La Alianza de la Sanidad Privada Española (ASPE) ha manifestado su rechazo frontal al anteproyecto de Ley de Gestión Pública e Integridad del SNS, aprobado por el Consejo de Ministros. Una iniciativa que, según ASPE, es “un ataque dogmático a la libertad de gestión de las competencias sanitarias de las comunidades autónomas y que nace con el declarado objetivo de prohibir, limitar y/o condicionar los distintos modelos de colaboración público-privada que el ordenamiento jurídico desde hace tres décadas ha puesto legítimamente a su alcance”.
La entidad considera que esta ley parte de un planteamiento ideológico sin haber hecho previamente un análisis exhaustivo de las necesidades reales de los pacientes en el SNS, “reduciendo de forma arbitraria los modelos de gestión sanitaria indirecta disponibles para los gobiernos autonómicos, pese a que estos han demostrado su eficacia en términos de accesibilidad, eficiencia y capacidad de respuesta asistencial”. Según ASPE, la norma parece nacer con pocas posibilidades de seguir adelante al contradecir el marco jurídico vigente de competencias autonómicas en un modelo de descentralización sanitaria aprobado desde 2003.

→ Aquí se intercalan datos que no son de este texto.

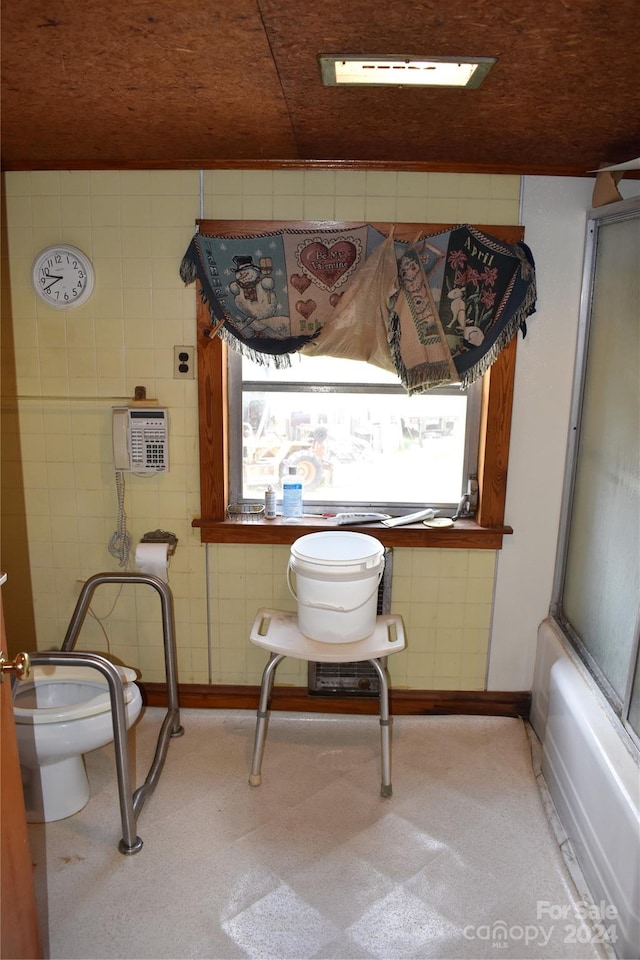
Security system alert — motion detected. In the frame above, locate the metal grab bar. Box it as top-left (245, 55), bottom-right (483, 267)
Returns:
top-left (59, 573), bottom-right (184, 853)
top-left (29, 650), bottom-right (142, 853)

Indica que hasta ahora, las autonomías han podido optar tanto por fórmulas de gestión directa como de gestión indirecta, amparadas por la Ley 15/1997, de Habilitación de Nuevas Formas de Gestión del Sistema Nacional de Salud, "que establece de manera clara que la prestación y gestión de los servicios sanitarios puede llevarse a cabo, además de con medios propios, mediante acuerdos, convenios o contratos con personas o entidades públicas o privadas".
CRIMINALIZACIÓN SANIDAD
Según ASPE, el Ministerio de Sanidad, liderado por Mónica García, “criminaliza al sector sanitario en su conjunto e identifica de forma simplista la calidad y la integridad del sistema con la naturaleza jurídica del gestor”.
En este contexto, se opone de forma unánime a los intentos del Gobierno de derogar "no solo la Ley 15/1997, sino también de facto la Ley 16/2003, de Cohesión y Calidad del SNS, una norma clave que adapta el sistema sanitario a un escenario de descentralización autonómica y refuerza principios esenciales como la equidad, la solidaridad, la eficiencia y la participación social".

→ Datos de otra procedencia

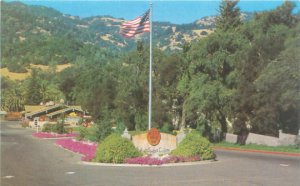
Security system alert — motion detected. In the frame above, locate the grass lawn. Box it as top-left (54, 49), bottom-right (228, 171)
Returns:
top-left (211, 142), bottom-right (300, 153)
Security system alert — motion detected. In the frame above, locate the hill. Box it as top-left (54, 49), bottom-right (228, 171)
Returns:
top-left (1, 2), bottom-right (252, 73)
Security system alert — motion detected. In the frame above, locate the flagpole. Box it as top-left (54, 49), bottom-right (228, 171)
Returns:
top-left (148, 2), bottom-right (152, 130)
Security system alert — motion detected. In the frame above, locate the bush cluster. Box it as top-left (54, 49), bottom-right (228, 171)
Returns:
top-left (171, 132), bottom-right (215, 160)
top-left (95, 134), bottom-right (142, 163)
top-left (42, 124), bottom-right (67, 134)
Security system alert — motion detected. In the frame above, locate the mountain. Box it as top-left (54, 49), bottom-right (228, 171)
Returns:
top-left (1, 1), bottom-right (251, 69)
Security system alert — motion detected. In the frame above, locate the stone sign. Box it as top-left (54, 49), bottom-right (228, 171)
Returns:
top-left (132, 133), bottom-right (176, 155)
top-left (147, 128), bottom-right (161, 146)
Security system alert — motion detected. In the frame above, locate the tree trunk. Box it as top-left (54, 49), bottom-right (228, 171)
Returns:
top-left (179, 101), bottom-right (186, 129)
top-left (219, 111), bottom-right (227, 139)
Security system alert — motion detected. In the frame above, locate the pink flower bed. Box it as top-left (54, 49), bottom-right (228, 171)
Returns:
top-left (55, 139), bottom-right (98, 161)
top-left (125, 156), bottom-right (201, 165)
top-left (32, 132), bottom-right (78, 138)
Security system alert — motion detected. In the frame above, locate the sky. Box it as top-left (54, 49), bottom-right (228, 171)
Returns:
top-left (9, 0), bottom-right (300, 24)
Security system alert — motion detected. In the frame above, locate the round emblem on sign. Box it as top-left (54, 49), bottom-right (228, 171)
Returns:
top-left (147, 128), bottom-right (160, 146)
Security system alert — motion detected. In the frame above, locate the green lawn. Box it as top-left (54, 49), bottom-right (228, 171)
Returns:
top-left (211, 142), bottom-right (300, 153)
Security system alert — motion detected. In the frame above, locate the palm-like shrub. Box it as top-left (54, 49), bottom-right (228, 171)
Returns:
top-left (171, 132), bottom-right (215, 160)
top-left (95, 134), bottom-right (142, 163)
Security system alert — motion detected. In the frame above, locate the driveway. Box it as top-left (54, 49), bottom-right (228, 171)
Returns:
top-left (1, 121), bottom-right (300, 186)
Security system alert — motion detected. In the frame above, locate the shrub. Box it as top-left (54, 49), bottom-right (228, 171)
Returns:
top-left (171, 132), bottom-right (215, 160)
top-left (160, 123), bottom-right (174, 134)
top-left (42, 124), bottom-right (56, 132)
top-left (115, 121), bottom-right (126, 135)
top-left (55, 119), bottom-right (67, 134)
top-left (95, 134), bottom-right (141, 163)
top-left (79, 126), bottom-right (88, 139)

"Especial preocupación suscita", añade, la prohibición definitiva de los modelos de concesión administrativa, “un instrumento ampliamente utilizado en las democracias más avanzadas” al permitir canalizar recursos privados hacia la creación de infraestructuras sanitarias bajo titularidad y control públicos.

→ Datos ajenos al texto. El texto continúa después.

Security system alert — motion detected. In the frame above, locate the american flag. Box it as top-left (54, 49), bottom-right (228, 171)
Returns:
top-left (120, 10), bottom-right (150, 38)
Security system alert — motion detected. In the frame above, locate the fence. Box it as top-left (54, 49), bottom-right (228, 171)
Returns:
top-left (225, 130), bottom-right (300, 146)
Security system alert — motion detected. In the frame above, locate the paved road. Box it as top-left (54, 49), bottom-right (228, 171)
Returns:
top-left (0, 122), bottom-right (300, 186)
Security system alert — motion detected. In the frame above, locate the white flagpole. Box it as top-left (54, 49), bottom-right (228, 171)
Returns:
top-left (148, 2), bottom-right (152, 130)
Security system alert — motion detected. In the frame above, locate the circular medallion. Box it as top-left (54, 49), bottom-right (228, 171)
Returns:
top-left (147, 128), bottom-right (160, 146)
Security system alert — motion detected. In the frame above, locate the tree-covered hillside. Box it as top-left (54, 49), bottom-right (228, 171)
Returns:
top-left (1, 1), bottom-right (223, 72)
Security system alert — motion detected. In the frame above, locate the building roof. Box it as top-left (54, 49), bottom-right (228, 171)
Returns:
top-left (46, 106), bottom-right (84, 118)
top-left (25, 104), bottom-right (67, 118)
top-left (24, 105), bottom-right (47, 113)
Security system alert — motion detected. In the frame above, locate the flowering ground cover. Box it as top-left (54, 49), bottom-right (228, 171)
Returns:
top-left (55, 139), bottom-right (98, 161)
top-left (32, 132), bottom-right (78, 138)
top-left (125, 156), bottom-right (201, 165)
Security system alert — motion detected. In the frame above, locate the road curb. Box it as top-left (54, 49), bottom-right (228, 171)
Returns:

Sostiene que este tipo de funcionamiento permiten diversos modelos innovadores de financiación, construcción y explotación de hospitales y centros sanitarios como Reino Unido, Alemania o Australia, "alineados en general con el acervo en colaboración público-privada en la gestión sanitaria en países avanzados".
IMPACTO EN PACIENTES
ASPE advierte de que esta ley tendrá un impacto directo y negativo sobre los pacientes, especialmente en términos de accesibilidad y tiempos de atención. Restringir de manera rígida los instrumentos de gestión disponibles en manos de las comunidades autónomas reducirá la capacidad de respuesta del sistema en un contexto marcado por listas de espera estructurales en récords históricos, saturación asistencial y creciente presión sobre áreas clave como la cirugía programada, el diagnóstico o la oncología. “En sanidad, las decisiones ideológicas siempre se traducen en consecuencias reales para las personas”, incide Herminia Rodríguez, presidenta de ASPE.
ASPE reclama la reconsideración inmediata de este anteproyecto y la apertura de un diálogo real que permita construir un marco sanitario basado en la evidencia asistencial, la cooperación (Ley 15/1997 sobre Habilitación de Nuevas Formas de Gestión del SNS) y el respeto a las competencias autonómicas (Ley 16/2003 de Cohesión y Calidad del SNS). “La sanidad no puede abordarse desde dogmas, debe gestionarse con pragmatismo, responsabilidad y foco en los pacientes”, añade Rodríguez.